The researchers created an efficiency index, defined as the percentage of protected areas that encompass climatically stable areas. They inferred higher efficiency for protected areas in the Amazon than for those in the Atlantic Rainforest, finding that 40.1% of climatically stable areas in the Amazon are protected, compared with only 7.1% of climatically stable areas in the Atlantic Rainforest.

"The Amazon is more stable climatically than the Atlantic Rainforest, and protected areas in the latter are less efficient than protected areas in the former," Ribeiro said.

Scientists hark back to Pleistocene to trace prioritary areas for conservation
Amazon raiforest, Brazil [Credit: Lunae Parracho/AFP/Getty Images]
In the Amazon, the study identified climatically stable areas in all three conservation priority categories - very high priority, high priority and medium priority. The areas of very high conservation priority in the Amazon biome are primary forest areas of western Amazonas State in the region bordering Peru, Colombia and Venezuela.

"Its geographical proximity to protected areas suggests that the creation of new protected areas or the enlargement of existing areas to include these high-priority areas could be an effective conservation strategy," Sobral-Souza said.

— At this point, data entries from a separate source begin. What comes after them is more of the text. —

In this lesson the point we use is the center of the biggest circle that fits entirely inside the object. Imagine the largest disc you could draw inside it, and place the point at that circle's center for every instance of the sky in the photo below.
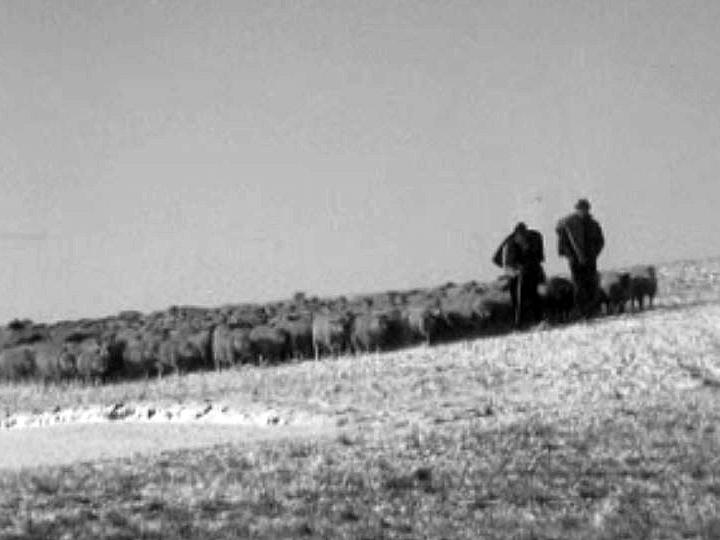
(190, 152)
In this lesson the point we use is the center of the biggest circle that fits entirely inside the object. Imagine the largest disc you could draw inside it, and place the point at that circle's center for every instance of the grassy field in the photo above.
(607, 429)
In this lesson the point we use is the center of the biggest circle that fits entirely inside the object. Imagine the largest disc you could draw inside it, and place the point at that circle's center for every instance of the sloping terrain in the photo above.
(605, 429)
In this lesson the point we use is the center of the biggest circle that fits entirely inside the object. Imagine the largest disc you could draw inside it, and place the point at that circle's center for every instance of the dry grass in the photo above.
(600, 430)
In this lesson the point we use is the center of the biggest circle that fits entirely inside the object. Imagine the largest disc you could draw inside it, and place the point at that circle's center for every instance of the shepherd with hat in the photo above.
(580, 240)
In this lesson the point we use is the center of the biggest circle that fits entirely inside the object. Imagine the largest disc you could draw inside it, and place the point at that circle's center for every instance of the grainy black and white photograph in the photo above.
(377, 269)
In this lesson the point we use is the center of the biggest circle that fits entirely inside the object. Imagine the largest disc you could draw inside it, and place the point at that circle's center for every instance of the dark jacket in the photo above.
(529, 255)
(580, 239)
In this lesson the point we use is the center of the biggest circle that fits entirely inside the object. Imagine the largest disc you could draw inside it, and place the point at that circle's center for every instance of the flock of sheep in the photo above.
(182, 339)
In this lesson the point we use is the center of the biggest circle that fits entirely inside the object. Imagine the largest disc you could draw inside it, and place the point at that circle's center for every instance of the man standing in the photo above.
(580, 240)
(521, 255)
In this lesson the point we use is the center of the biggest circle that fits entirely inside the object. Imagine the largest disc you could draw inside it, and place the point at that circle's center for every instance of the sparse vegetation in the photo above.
(600, 430)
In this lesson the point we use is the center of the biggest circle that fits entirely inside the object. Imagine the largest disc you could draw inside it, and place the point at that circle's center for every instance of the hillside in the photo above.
(604, 429)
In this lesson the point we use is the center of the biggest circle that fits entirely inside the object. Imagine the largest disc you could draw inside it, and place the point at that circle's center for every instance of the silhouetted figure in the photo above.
(580, 240)
(521, 255)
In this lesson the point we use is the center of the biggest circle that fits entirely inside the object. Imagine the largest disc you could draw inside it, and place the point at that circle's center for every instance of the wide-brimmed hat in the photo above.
(582, 204)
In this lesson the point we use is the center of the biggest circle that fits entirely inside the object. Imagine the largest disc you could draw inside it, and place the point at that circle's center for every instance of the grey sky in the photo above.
(158, 153)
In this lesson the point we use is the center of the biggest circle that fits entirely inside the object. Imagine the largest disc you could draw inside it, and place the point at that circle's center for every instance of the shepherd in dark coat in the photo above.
(580, 240)
(521, 255)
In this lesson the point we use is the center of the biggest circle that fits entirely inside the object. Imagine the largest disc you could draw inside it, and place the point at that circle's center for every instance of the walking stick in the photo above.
(518, 305)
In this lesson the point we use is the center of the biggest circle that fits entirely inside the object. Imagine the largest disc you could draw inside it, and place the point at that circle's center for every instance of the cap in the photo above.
(520, 227)
(582, 204)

The high-priority areas in the Amazon are fragmented forests in climatically stable areas and are therefore in need of restoration. The high priority areas in western Amazonia are located near existing protected areas or intact fragments. In eastern Amazonia, they are forest patches surrounded by croplands and pasture, distant from intact forest areas.

"In these cases, reforestation is necessary to increase the efficiency of the protected areas in the region. The Amazon still has a major opportunity to expand conservation areas," Ribeiro said.

Sobral-Souza stressed that the situation is catastrophic in the Atlantic Rainforest biome. "No high-priority areas for conservation were identified because no more forest areas exist there. No intact forest or even fragments are left. Everything has been cleared in the last 500 years," he said.

The main climatically stable Atlantic Rainforest areas are small. They are relicts classified as high priority conservation areas. Only a few remnants exceed 10,000 hectares, and many occur in areas with low climate stability. The most important are in Pernambuco's Zona da Mata or the Serra do Mar State Park, "the largest Atlantic Rainforest remnant in Brazil," Sobral-Souza noted.